# Elevated playhouse for kids: posts and footings



## Dornier (Mar 16, 2011)

Hi folks,

I'm going to be doing my first elevated playhouse in the backyard. 8x10' with the floor about 5 1/2 ft above ground.

I'm curious for peoples' experience with the posts and joists. I considered just making this a deck with framed walls added.

Would concrete piers, sunk to ground level, with the 4x4 posts in the pre-cast (4x4) slot on the pier's top be sufficient?

Also, joist size?

I will also be extending support off one of the ends to accommodate a beam for swings.

The "house" is just framed walls, window openings only, and a shingled roof (in Texas).

I know there are many ways to secure deck joists (scabs, slots, metal flanges) so I'll leave that for now. 

Thanks in advance as always.


----------



## oh'mike (Sep 18, 2009)

Those pier blocks won't secure the thing properly----they sink into the ground and do not have attachments--so the swing or even a heavy wind will cause the structure to rock.

I suggest you dig four post holes and embed steel fasteners into the concrete piers--

You are really just building a small elevated deck with a light structure on top-----check out the deck fastener section for ideas about post anchors----


2x6 floor joists will do----


----------



## Dornier (Mar 16, 2011)

Thanks for the quick reply. I'll head over there.


----------



## Dornier (Mar 16, 2011)

Where is that section? Having trouble with the app's navigation.


----------



## oh'mike (Sep 18, 2009)

Sorry floor the confusion---I meant to head to the STORE and look in the decking section----

Stimson is the maker Strong Tie is one of their products---

A person with deck experience will come along soon----although I've built a few---I'm more of an interior pro---Mike----


----------



## Dornier (Mar 16, 2011)

Got it.


----------



## md2lgyk (Jan 6, 2009)

Do you know you'll likely need a set of drawings and a permit for this?


----------



## ddawg16 (Aug 15, 2011)

Well...this is what I did for my kids.....except for the posts, it's all redwood....
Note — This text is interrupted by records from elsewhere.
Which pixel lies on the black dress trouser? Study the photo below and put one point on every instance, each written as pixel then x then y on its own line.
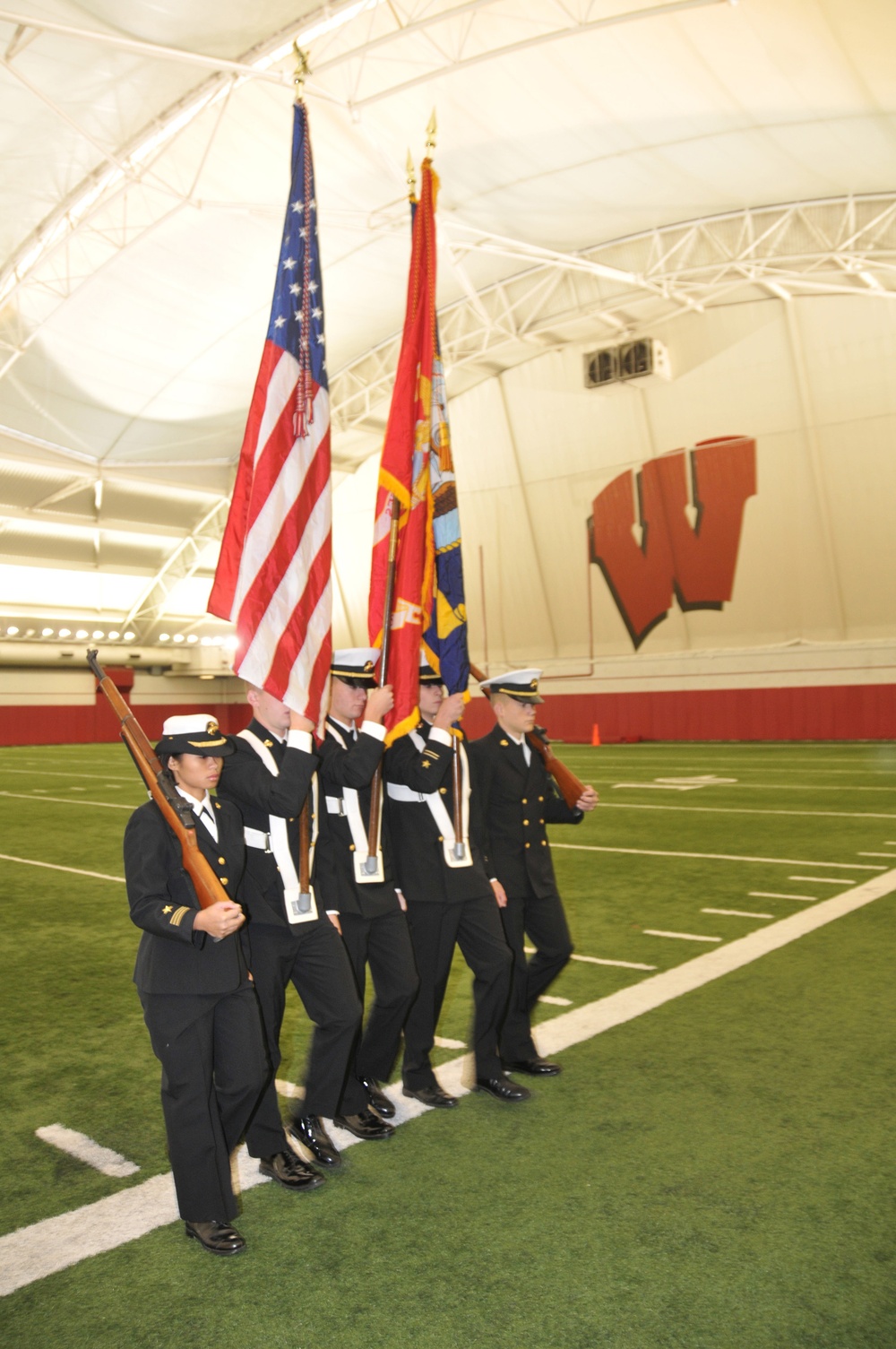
pixel 435 930
pixel 314 958
pixel 546 923
pixel 213 1070
pixel 383 943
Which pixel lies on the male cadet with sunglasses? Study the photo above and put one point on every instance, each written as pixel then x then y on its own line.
pixel 295 937
pixel 370 907
pixel 516 800
pixel 450 899
pixel 192 975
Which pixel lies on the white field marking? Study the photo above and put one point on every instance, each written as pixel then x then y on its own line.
pixel 738 913
pixel 85 1150
pixel 58 1242
pixel 773 895
pixel 682 784
pixel 65 800
pixel 776 787
pixel 47 772
pixel 53 866
pixel 823 880
pixel 624 964
pixel 745 809
pixel 680 937
pixel 597 959
pixel 289 1089
pixel 715 857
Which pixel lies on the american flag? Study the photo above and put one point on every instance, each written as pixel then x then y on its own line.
pixel 272 576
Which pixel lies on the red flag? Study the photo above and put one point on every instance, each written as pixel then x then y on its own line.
pixel 404 474
pixel 272 575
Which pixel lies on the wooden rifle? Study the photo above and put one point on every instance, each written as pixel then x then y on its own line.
pixel 178 814
pixel 570 785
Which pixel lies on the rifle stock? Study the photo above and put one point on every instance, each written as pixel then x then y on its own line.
pixel 571 787
pixel 177 811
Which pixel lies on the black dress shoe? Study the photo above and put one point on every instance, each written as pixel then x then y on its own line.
pixel 432 1095
pixel 382 1105
pixel 218 1237
pixel 365 1125
pixel 290 1172
pixel 535 1068
pixel 502 1089
pixel 311 1133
Posts are pressure treated 4x4's....set 2' into the ground with concrete.


----------



## jcarlilesiu (Jun 8, 2012)

FYI, wood set below grade is a code violation although that is how things were all done in the not so distant past.

The current code requires that the wood posts are anchored to the top of the concrete pier which must be 4" higher than grade.


----------



## oh'mike (Sep 18, 2009)

The new treated wood rots when buried===the earlier version was better--


----------



## Dornier (Mar 16, 2011)

I dot know about local codes except my HOA only requires application if it isn't attached to my house or garage and exceeds certain dimensions.

Will it resist rocking/swaying with the 4x4's anchored on top of piers like that?


----------



## oh'mike (Sep 18, 2009)

If your piers are poured into post holes 2 feet deep or more---yep--nice and firm----for a temporary structure like yours---even burring the posts like Ddawg did would be fine---the kids will be grown and gone before the posts go bad---


----------